La serata del ballo di fine anno doveva essere qualcosa che avrei semplicemente superato.
Sorridi quando necessario. Stai zitto. Vai a casa.
Questo era il piano.
Ma tutto è cambiato nel momento in cui ho sceso le scale.
Indossavo un vestito che avevo cucito io stessa, ricavato dalla vecchia uniforme militare di mio padre.
Non perché fosse perfetto.
Perché era suo.
Ogni punto aveva un significato. Ogni pezzo di stoffa portava con sé un ricordo a cui non ero pronta a rinunciare.

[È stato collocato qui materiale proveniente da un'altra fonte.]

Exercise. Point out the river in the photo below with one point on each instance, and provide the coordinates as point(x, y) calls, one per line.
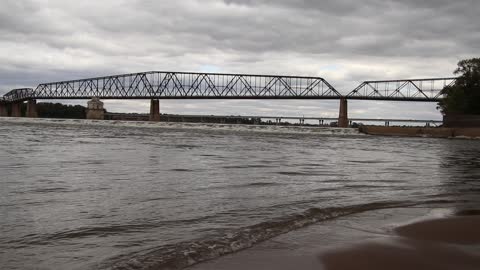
point(78, 194)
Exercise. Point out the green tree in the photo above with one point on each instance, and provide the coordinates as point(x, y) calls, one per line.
point(463, 97)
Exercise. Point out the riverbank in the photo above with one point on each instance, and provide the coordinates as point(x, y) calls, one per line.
point(422, 132)
point(401, 238)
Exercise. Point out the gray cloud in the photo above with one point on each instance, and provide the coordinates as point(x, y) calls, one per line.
point(344, 41)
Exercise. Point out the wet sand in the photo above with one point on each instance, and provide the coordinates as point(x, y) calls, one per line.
point(413, 238)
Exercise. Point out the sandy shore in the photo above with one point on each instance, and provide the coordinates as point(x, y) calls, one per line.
point(414, 238)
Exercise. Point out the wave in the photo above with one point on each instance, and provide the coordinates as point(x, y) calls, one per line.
point(181, 255)
point(184, 125)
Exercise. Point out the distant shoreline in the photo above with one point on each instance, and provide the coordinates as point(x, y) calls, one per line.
point(467, 133)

Mi aveva insegnato a cucire quando ero più giovane. Ai tempi in cui la vita sembrava ancora… completa.
Dopo la sua morte, la casa cambiò.
Non mi sembrava più mio.
Sono diventato una persona che semplicemente viveva lì.
Svolgeva le faccende domestiche. Non dava fastidio. Stava zitto.
Così ho lavorato all’abito di notte. Lentamente. Con cura. Come se stessi custodendo qualcosa di importante.
E quando finalmente fu finito… lo sapevo.
Non era solo un vestito.
Era l’ultimo ricordo di lui che mi restava.
Quando sono entrato in soggiorno, se ne sono accorti subito.